The Pareto principle is everywhere online. “Don’t be a busy fool - only 20% of what you do matters anyway”.

For those of you who don’t know, the Pareto principle maintains that you achieve 80% of your results from 20% of your effort. I’m not sure that Pareto himself meant for this to be applied indiscriminately across nearly every area of human endeavour, and I’m fairly sure he didn’t mean to suggest that that last 20% wasn’t worthwhile.

I think he was just trying to frame your expectations when it came to return on time-investment.

In either case, I’m not sure it holds in machine learning and data science.

The first part of a machine learning project feels like climbing a steep hill. You do feature engineering blindfolded, you scrape websites, you write queries. You do statistical tests, you prepare exploratory charts.
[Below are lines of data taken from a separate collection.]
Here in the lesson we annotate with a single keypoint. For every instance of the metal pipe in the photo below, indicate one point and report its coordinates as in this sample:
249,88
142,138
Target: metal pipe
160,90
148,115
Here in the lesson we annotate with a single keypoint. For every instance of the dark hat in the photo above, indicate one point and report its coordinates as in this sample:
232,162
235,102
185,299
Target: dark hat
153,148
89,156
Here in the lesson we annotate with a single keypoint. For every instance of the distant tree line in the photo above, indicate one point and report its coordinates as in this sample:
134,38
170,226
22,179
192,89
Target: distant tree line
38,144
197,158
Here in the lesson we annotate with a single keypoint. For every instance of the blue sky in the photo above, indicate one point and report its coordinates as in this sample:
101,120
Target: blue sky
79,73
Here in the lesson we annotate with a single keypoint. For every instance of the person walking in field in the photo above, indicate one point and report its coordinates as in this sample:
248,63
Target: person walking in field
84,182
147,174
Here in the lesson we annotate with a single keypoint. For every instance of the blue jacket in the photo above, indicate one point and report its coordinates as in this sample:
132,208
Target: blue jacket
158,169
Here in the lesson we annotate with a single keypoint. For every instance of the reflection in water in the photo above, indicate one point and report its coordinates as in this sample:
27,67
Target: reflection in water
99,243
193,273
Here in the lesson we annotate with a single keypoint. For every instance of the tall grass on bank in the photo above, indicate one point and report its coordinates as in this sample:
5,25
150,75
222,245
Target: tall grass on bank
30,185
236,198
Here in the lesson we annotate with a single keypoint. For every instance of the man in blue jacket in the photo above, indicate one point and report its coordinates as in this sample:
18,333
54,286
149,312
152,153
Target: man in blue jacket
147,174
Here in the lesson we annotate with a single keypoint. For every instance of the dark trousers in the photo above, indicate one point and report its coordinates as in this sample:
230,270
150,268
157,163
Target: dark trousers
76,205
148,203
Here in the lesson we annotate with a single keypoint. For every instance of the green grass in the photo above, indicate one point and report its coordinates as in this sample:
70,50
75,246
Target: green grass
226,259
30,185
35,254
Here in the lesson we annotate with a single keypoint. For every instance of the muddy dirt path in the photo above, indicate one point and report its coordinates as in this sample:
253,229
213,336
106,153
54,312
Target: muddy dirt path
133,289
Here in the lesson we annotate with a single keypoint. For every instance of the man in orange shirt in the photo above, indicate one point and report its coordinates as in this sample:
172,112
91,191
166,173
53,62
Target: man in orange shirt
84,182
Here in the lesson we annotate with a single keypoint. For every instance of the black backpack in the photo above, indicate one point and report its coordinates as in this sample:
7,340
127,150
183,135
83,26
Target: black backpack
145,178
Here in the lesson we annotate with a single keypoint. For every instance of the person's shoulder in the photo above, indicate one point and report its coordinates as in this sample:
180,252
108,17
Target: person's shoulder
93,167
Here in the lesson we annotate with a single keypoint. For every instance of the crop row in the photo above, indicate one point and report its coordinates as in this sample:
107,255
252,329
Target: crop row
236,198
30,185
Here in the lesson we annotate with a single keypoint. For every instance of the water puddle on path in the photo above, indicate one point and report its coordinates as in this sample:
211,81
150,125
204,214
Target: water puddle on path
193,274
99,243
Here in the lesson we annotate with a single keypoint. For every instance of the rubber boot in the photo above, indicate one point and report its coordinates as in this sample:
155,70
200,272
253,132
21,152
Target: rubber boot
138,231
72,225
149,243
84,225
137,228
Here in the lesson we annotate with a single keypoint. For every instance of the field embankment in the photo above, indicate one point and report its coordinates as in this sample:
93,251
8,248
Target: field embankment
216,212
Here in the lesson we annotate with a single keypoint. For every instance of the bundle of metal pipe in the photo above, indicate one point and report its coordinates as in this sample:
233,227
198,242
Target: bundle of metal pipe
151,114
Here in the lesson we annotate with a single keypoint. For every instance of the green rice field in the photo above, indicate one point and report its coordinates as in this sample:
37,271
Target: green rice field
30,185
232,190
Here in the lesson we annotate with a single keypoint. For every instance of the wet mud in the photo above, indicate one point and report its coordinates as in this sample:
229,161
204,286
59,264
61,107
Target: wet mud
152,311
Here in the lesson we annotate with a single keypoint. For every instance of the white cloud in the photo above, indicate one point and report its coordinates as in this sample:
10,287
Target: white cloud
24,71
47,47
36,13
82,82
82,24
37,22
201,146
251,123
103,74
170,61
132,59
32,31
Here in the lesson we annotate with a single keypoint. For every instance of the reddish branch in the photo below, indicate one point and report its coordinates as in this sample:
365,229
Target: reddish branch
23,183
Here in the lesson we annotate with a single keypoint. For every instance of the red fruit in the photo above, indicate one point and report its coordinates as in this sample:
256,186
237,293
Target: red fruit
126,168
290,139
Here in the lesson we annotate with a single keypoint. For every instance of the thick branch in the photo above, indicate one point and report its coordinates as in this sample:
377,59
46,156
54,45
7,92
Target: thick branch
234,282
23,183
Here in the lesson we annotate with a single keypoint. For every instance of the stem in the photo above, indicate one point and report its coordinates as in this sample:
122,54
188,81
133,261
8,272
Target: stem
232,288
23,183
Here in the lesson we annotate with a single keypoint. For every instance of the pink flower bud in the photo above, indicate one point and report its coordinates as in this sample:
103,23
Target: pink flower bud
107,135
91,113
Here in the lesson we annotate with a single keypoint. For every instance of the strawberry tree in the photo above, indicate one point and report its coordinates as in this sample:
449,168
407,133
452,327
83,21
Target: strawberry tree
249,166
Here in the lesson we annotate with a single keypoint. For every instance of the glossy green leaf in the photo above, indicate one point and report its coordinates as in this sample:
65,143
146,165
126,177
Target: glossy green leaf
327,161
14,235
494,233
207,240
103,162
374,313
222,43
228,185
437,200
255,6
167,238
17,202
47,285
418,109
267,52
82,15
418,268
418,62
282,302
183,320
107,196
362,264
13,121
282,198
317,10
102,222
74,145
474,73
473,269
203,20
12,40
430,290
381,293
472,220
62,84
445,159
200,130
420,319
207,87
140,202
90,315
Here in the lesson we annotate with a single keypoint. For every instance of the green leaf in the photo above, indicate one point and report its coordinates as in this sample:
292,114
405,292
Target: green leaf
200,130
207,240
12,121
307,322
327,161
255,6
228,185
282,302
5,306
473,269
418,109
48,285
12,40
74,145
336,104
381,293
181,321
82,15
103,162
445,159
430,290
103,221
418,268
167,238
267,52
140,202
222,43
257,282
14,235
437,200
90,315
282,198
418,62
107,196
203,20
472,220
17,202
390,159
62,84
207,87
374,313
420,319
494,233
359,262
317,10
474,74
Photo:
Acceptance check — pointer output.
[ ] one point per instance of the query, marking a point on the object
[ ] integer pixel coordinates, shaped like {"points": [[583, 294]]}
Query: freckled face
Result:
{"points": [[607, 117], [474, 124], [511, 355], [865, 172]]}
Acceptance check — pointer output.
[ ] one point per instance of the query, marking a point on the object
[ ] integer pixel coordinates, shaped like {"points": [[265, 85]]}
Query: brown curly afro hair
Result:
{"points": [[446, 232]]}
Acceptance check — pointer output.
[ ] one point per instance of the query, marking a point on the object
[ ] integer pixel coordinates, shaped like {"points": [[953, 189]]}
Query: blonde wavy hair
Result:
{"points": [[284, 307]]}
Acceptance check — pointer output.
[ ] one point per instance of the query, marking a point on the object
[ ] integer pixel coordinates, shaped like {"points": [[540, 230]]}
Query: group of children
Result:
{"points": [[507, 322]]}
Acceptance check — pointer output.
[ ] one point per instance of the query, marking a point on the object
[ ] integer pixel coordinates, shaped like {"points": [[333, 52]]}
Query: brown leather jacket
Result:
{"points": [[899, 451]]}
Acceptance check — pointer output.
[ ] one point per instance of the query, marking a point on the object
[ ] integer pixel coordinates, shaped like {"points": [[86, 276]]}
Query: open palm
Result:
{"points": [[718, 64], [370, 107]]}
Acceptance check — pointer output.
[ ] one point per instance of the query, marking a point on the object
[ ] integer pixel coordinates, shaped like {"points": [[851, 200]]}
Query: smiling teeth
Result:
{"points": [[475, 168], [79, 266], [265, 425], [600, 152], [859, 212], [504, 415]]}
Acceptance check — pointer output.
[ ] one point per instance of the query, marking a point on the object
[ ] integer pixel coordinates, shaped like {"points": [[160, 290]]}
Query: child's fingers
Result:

You clean up the data. You try a simple model, something linear. You get more exotic; decision trees, SVMs, AdaBoost, XGBoost, over-sampling, under-sampling, grid search.

You get something that kind of works.

Then you get sidetracked. Maybe you need to make an API. Maybe the underlying data source has changed meaningfully. Maybe the product you’re interfacing with was scrapped or altered. Maybe you decide to reframe the problem in a new way or try something else. You go back to the drawing board.

It doesn’t feel like it, but you’re 80% done.

You’ll have a sudden insight, things will start clicking, and you’ll speed down the hill.

You’ll get 80% of the results for 20% of the effort, but only after you’ve expended that first 80%. The Pareto principle is the wrong way round for data science. We have to work hard to earn that first 1/5. We have to experiment. It’s called data science for a reason.